To Seubert and IA fans, there seems to be little evidence that the Great 78 Project is meaningfully diverting streams from labels’ preferred platforms. Bing Crosby’s “White Christmas” is perhaps the most heavily streamed song in the case, with nearly 550 million streams on Spotify compared to about 15,000 views on the Great 78 Project. Most of the other songs at issue were viewed at most “hundreds of times” on IA, music labels’ complaint said.
“The Internet Archive is not hurting the revenue of the recording industry at all,” Seubert suggested, while noting that his opinions don’t “mean squat” since he’s not a lawyer. “It has no impact on their revenue.” Instead, he suspects that labels’ lawsuit is “somehow vindictive,” because the labels perhaps “don’t like the Internet Archive’s way of pushing the envelope on copyright and fair use.”
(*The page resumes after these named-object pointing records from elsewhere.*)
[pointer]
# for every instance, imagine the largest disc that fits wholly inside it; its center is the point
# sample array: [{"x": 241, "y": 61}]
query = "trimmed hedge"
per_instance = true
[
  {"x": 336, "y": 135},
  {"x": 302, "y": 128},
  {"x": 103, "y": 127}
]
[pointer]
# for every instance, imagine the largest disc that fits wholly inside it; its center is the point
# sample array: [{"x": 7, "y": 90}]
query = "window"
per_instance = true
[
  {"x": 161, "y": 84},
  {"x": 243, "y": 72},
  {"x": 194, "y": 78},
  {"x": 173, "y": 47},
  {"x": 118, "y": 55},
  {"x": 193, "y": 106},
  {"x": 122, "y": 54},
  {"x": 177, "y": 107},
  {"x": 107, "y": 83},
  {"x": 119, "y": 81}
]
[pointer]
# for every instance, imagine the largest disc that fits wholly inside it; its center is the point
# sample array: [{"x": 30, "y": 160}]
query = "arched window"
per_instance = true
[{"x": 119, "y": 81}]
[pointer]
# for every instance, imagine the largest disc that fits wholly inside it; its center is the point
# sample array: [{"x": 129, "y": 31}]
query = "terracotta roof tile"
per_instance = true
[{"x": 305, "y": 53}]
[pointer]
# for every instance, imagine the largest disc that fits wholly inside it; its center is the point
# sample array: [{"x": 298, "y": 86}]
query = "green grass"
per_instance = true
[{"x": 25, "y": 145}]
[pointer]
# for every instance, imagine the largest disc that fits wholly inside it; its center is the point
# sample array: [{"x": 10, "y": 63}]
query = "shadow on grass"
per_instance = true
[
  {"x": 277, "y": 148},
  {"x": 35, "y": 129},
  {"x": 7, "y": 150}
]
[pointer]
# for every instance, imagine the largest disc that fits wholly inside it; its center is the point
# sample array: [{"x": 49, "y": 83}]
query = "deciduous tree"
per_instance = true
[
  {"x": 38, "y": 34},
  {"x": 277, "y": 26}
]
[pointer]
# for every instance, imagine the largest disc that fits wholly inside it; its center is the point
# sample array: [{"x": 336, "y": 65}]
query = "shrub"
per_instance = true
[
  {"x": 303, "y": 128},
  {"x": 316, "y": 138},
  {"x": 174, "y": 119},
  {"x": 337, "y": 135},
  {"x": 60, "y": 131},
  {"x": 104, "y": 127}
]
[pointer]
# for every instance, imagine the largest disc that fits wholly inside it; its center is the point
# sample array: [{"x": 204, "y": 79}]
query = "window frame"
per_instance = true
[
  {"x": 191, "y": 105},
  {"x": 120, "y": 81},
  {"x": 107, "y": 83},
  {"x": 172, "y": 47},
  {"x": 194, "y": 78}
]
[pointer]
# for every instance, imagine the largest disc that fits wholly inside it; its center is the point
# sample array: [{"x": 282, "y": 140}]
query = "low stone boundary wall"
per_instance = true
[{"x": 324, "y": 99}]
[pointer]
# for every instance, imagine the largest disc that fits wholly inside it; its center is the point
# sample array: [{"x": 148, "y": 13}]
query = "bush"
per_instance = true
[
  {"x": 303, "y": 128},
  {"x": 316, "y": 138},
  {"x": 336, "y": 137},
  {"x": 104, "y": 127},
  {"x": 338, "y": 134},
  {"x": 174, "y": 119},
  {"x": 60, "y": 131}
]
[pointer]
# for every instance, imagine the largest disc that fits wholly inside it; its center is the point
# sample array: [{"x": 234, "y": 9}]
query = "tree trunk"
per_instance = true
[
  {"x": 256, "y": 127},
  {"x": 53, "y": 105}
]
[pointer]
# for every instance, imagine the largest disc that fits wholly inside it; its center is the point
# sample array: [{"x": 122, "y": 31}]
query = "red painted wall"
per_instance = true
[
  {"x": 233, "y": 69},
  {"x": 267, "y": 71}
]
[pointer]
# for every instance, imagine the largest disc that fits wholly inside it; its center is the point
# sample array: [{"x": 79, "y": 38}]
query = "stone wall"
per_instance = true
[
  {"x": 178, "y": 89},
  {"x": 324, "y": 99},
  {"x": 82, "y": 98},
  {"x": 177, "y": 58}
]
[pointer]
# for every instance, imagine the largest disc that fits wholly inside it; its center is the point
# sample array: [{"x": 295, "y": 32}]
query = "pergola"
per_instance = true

“There are people who, like the founder of the Internet Archive, want to push that envelope, and the media conglomerates want to push back in the other direction,” Seubert said.
In its efforts to preserve sound history, ARSC has worked with lawmakers to adapt copyright laws. That included lobbying for certain aspects of the Music Modernization Act, which established a licensing system for digital streaming services and which publishers accused IA of willfully violating. That law brought “pre-1972 sound recordings partially into the federal copyright system” and provided “federal remedies for unauthorized use of sound recordings,” the Copyright Office noted.
As physical recordings become harder to access and manage, ARSC plans to continue seeking “to influence the development of copyright laws to secure liberties for libraries and archives to effectively manage their recorded sound collections and to harmonize copyright law,” Georgitis said.
“It is possible to change and develop copyright law to both protect copyright and to allow use,” Georgitis said. But “it’s a battle, especially when deep-pocketed corporate interests are on the other side and not maybe necessarily giving as much credence to the public interest,” he said.
Seubert said that IA provides popular archival services beyond the Great 78 Project, noting that a potential shutdown would endanger the Wayback Machine, which archives snapshots of webpages over time. He suggested that labels likely use the Wayback Machine regularly and that they may come to “regret” efforts to bury IA in legal fees.
“They’re going to regret it,” Seubert predicted. “Not financially or anything, but just from a historical perspective, the Internet Archive is valuable for all of us.”
For their part, publishers have alleged that just because IA engages “in a range of activities not at issue in this action,” such as the Wayback Machine, “those activities cannot cloak their patently illegal conduct here.”